In Sumner, water from the swollen Little Wapsipinicon River has begun to recede. Most of the community was inundated after parts of Bremer County were deluged by an estimated 10 inches of rain on Friday (July 21, 2017).

Damage assessments were expected to get underway in Sumner on Sunday, Bremer County Emergency Management Officials said. Information from each assessment will be forwarded to Iowa Homeland Security for further review and possible action based on dollar values of damage.

Video Courtesy of MrNikonshooter via YouTube

Gov. Kim Reynolds has issued a disaster proclamation for Bremer, Buchanan, Clinton and Johnson counties in response to the severe storms, heavy rains and flash flooding on Friday and Saturday. The governor’s proclamation allows state resources to be utilized to respond to and recover from the effects of this severe weather. The proclamation also makes grants available for qualifying residents of the four counties seeking reimbursement for car or home repairs, clothing or food replacement and temporary housing expenses.

On Thursday, Reynolds issued a disaster proclamation for four other counties that were impacted by the same weather event that began on Wednesday (July 19). The previously declared counties were Allamakee, Clayton, Fayette and Winneshiek.

Several homes in the downtown area of Sumner had flooded basements, and foundation walls on at least four of the structures collapsed, authorities said.
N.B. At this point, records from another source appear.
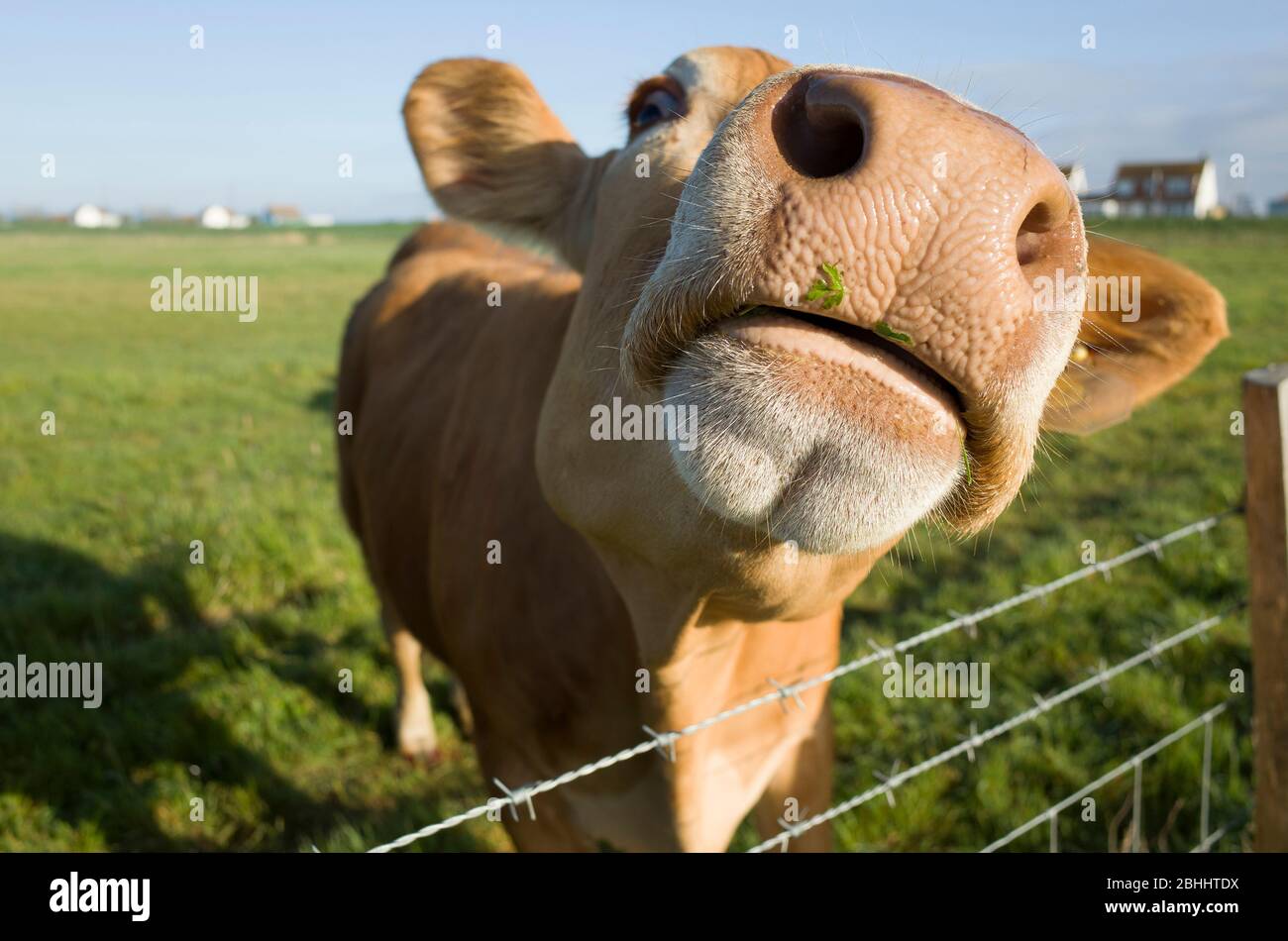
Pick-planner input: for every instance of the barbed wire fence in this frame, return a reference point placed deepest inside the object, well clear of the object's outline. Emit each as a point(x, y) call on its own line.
point(664, 743)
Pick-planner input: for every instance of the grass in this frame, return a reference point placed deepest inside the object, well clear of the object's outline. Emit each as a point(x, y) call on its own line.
point(222, 680)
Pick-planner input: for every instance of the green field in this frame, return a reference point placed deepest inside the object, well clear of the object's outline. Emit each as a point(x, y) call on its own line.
point(222, 679)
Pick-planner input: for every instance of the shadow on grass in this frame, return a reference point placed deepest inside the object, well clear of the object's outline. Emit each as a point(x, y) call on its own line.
point(120, 770)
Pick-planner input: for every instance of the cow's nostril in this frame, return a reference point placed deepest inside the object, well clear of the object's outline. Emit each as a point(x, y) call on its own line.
point(1039, 236)
point(1041, 218)
point(818, 138)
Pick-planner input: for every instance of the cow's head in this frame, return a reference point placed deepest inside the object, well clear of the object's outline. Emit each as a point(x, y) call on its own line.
point(863, 286)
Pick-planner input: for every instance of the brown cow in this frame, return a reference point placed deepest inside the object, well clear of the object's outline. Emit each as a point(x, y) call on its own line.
point(840, 274)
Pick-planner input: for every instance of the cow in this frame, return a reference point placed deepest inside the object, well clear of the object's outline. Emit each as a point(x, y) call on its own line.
point(842, 275)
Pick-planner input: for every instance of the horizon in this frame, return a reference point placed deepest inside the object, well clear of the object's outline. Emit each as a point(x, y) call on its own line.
point(267, 110)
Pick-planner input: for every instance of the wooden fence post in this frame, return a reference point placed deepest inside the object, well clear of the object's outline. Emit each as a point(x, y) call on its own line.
point(1265, 411)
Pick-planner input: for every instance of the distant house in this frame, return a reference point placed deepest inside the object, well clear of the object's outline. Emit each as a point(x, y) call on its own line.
point(1077, 176)
point(223, 218)
point(282, 215)
point(90, 216)
point(1163, 189)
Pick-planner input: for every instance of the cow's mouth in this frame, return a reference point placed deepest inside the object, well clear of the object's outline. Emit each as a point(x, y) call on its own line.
point(885, 361)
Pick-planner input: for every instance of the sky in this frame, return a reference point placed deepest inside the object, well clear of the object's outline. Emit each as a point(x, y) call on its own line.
point(137, 119)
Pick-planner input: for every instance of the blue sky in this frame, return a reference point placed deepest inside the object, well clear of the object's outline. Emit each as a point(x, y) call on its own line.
point(137, 119)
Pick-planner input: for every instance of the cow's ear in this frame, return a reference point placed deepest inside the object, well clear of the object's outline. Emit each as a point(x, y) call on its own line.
point(493, 154)
point(1146, 325)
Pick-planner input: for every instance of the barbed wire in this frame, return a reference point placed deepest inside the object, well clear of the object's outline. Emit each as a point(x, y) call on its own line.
point(664, 743)
point(894, 781)
point(1129, 764)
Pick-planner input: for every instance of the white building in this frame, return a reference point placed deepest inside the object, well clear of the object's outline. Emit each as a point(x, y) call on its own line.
point(1163, 189)
point(223, 218)
point(90, 216)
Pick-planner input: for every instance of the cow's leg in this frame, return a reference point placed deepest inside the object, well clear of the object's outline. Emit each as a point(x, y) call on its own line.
point(805, 777)
point(415, 722)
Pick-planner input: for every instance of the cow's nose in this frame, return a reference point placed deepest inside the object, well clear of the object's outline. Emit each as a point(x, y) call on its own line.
point(879, 129)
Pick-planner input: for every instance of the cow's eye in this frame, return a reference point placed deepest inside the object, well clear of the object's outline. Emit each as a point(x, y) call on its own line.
point(655, 102)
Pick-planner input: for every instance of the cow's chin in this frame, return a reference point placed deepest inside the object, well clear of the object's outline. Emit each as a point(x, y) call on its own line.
point(807, 450)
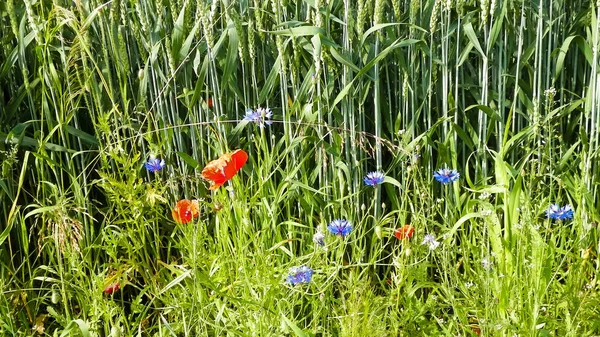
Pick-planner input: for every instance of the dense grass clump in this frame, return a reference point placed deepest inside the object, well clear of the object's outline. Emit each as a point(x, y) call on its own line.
point(299, 168)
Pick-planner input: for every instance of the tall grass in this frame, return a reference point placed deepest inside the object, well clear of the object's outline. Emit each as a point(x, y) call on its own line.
point(504, 91)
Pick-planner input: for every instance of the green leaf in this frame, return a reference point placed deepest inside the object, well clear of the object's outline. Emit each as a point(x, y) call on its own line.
point(468, 28)
point(188, 160)
point(297, 31)
point(294, 327)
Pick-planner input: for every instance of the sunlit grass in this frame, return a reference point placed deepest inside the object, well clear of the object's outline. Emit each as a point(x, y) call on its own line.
point(503, 92)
One of the many businesses that took on water was the Sumner Light Plant. Officials spent the day Saturday working to restore electric and water service to the entire community after utility service was shut off on Friday.

Video Courtesy of MrNikonshooter via YouTube

Flooding was expected to continue on Sunday in southern Fayette and southwestern Clayton counties, where many rivers and streams are running high. The National Weather Service said numerous road closures were reported across the area due to ongoing flooding or damage. In addition, several roads have been washed out.

The Turkey River at Elkader and Garber remains at minor to moderate flood stage, and is forecast to continue to rise through Sunday afternoon. On Saturday, the Wapsipinicon River rose above flood stage at Fairbank and, downstream, the city of Independence was preparing for the possibility of major flooding on Sunday.

In Clayton County, officials continue to keep a close watch on the Volga River, which reached 14 feet at Wadena on Saturday. Downstream, in the city of Volga, a mandatory evacuation was declared for some residents living along the river. In a Facebook post late Saturday evening, emergency management officials said power had been restored in Volga and gave the all-clear for vacated residents to return to their homes.

Clayton County Emergency Management officials said an estimated five-to-seven inches of rain fell in the Volga River watershed late Friday night through early Saturday morning.